March To Castillon
With a startled oath Earl Talbot was pitched over his saddle after his horse stumbled on an unseen root. Landing hard on his left leg, he lay on the ground angrily spouting curses. Viscount Lisle, who shared his father’s name and his exaltation of the art of war, drew his horse alongside him to dismount in a more controlled manner. Reaching down he helped his father, still swearing, to his feet. It was easy to do, as a condition for his release from captivity after having been seized following the loss of Normandy was that he not wear armor if he again fought in the war. Being a man of honor, Talbot always kept his word.
Trying to stand unaided caused Talbot to grunt in fresh pain. Forced to lean heavily against his mount, he glared at the surrounding trees, as if they were at fault for his abrupt dismount.

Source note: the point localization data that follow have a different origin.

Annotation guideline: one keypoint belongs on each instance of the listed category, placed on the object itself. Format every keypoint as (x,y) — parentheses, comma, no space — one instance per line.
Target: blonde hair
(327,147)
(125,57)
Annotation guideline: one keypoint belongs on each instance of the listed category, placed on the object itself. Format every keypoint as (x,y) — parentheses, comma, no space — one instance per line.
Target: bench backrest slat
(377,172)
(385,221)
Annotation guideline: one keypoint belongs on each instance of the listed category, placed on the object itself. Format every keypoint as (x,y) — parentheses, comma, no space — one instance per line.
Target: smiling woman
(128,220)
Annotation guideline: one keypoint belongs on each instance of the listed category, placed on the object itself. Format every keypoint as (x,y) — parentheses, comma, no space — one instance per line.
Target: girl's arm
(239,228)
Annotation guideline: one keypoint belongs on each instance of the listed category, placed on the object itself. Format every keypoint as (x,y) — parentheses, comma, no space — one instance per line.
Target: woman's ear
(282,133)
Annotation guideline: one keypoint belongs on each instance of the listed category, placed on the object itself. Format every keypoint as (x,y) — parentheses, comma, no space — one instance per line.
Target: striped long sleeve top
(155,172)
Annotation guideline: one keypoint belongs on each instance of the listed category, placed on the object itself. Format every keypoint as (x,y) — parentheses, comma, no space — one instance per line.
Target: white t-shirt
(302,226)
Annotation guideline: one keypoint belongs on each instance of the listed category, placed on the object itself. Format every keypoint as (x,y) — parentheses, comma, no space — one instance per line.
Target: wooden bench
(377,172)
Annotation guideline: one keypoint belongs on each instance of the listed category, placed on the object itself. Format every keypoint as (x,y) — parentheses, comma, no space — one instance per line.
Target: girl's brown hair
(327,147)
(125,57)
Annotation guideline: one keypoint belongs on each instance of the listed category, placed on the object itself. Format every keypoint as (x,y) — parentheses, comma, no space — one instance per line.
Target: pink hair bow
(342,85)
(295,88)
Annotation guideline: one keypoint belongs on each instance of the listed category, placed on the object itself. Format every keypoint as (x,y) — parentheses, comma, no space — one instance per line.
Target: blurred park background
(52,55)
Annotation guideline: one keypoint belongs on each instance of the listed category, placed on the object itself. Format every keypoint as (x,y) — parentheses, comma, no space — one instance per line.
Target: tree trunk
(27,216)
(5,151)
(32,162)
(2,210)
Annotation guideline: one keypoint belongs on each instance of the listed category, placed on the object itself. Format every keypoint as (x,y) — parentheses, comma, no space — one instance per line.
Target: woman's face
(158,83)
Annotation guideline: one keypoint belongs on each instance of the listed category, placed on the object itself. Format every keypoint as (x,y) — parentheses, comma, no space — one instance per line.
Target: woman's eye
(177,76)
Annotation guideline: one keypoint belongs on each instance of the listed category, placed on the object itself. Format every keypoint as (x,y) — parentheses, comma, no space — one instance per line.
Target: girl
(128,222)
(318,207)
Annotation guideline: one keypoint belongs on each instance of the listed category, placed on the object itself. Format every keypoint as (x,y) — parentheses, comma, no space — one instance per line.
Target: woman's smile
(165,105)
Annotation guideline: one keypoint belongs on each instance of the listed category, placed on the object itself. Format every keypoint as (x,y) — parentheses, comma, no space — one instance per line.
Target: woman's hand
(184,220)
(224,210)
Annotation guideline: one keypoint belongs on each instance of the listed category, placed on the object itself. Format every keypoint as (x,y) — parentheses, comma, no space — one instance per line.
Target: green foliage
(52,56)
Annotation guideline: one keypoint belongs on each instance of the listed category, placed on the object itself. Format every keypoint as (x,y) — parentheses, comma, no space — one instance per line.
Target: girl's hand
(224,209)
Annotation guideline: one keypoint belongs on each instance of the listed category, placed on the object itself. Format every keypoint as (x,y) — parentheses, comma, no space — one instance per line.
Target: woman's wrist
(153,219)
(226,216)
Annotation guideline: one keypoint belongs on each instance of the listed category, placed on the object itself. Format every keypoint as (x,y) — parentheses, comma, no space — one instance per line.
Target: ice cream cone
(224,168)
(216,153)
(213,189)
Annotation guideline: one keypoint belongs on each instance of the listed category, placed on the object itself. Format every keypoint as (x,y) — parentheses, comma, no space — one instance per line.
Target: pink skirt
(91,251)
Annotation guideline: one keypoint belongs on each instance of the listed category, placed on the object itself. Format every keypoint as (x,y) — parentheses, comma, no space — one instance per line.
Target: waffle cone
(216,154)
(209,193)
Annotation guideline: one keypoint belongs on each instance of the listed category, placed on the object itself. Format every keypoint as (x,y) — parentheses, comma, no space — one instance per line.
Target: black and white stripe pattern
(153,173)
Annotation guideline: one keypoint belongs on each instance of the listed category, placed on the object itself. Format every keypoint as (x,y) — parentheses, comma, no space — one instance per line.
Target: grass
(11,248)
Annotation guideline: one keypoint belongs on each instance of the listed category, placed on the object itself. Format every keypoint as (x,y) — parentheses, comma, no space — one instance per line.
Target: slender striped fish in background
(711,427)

The soldiers marching behind them parted to either side of the nobles, heading deeper into the forest on the way to relieve Castillon.

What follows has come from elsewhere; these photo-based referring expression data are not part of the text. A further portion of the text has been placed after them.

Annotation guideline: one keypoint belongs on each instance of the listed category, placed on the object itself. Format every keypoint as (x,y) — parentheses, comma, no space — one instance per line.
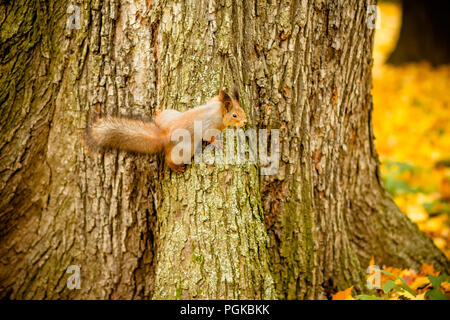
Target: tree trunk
(137,230)
(424,33)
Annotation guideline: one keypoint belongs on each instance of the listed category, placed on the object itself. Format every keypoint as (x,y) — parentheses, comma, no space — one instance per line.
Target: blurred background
(411,119)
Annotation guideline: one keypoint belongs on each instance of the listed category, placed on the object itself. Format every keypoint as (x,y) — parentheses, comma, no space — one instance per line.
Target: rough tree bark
(139,231)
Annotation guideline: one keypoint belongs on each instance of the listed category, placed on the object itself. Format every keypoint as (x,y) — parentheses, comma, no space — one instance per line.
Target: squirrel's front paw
(177,167)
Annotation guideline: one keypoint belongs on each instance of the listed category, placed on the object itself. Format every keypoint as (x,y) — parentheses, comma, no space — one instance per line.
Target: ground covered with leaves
(411,122)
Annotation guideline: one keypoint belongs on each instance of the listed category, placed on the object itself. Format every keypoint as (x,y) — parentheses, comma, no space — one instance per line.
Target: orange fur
(143,136)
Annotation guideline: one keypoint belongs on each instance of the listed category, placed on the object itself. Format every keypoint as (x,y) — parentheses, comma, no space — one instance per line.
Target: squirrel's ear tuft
(222,93)
(235,93)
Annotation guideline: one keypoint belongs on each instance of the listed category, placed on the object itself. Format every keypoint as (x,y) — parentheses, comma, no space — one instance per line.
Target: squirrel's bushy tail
(126,134)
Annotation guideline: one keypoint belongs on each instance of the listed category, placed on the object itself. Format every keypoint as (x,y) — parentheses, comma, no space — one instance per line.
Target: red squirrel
(146,136)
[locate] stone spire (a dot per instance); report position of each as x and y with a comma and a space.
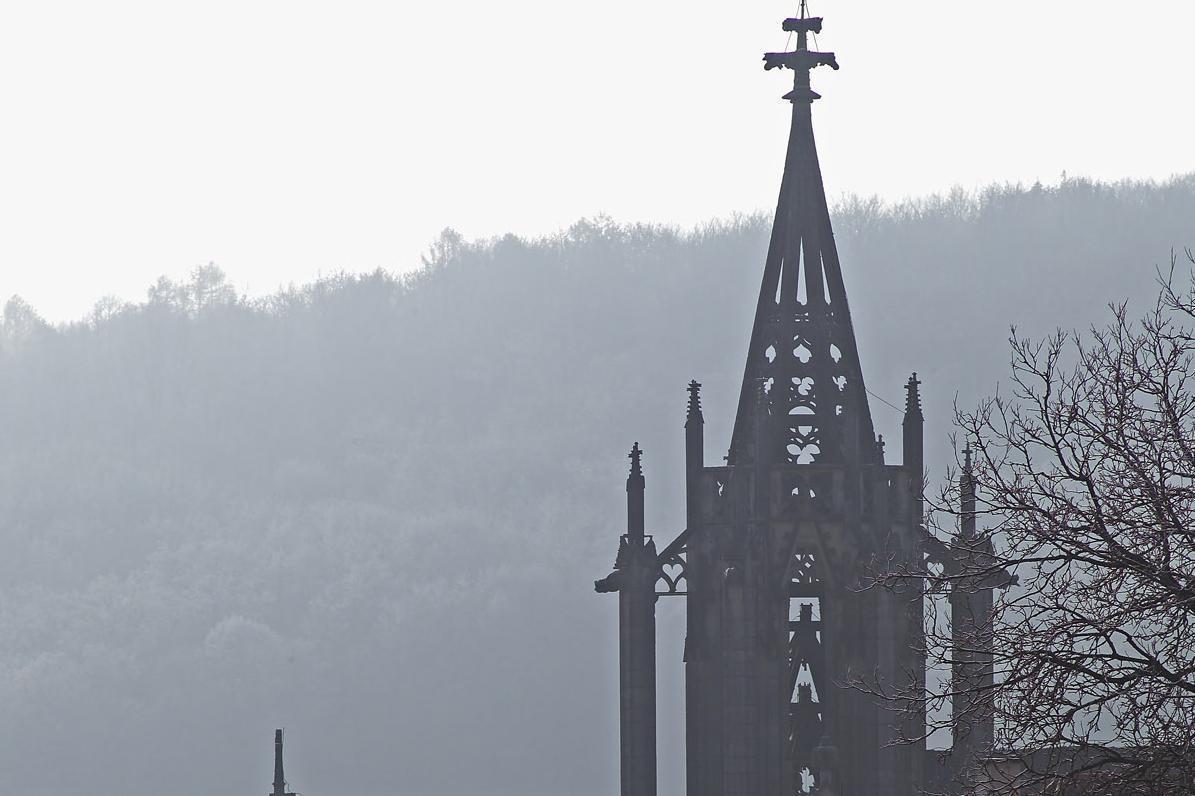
802, 346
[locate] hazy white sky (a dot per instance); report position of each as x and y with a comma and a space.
282, 140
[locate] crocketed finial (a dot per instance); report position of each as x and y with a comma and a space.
636, 458
694, 399
913, 399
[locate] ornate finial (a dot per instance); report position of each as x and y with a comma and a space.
913, 400
694, 399
802, 60
636, 458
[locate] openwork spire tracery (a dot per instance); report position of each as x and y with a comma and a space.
802, 348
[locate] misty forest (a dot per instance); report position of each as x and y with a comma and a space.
372, 509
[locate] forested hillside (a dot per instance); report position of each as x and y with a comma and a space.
372, 509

“Let this be a lesson to you, boy,” said Talbot as he rubbed his leg, “don’t let your attention wander while on a horse.”
Talbot was a man more given to action than contemplation, never letting his attention wander in the field where it could get him killed. His son grew curious at what he had been thinking about that had stolen his attention, and caused him to fall from his horse. A horse he’d ridden hundreds of times before.
As if prompted by his son’s thought, Talbot said, “I worry that no matter what we achieve here in Guyenne it will make no difference. That we have already lost this forsaken war, and only I am stubborn enough to keep fighting.” He gave a half-defeated shrug of his shoulders.
“Normandy showed us to be arrogant fools, and my return in disgrace to Westminster opened my eyes to just how imbecilic and petty the men are that surround our King.” His jaw clenched angrily several times.
“They spend every day looking for some new way to stab each other in the back, and meanwhile that bastard Charles VII gobbles up the lands that are rightfully ours!” He angrily spun on his uninjured leg before hoisting himself back onto his horse.
“Surely you don’t think we will be defeated at Castillon?” Lisle asked with some shock. He had never seen his father like this before. His father had always been the consummate war hero, radiating confidence in eventual victory no matter the odds. To see him brought so low sent a very real chill down his back.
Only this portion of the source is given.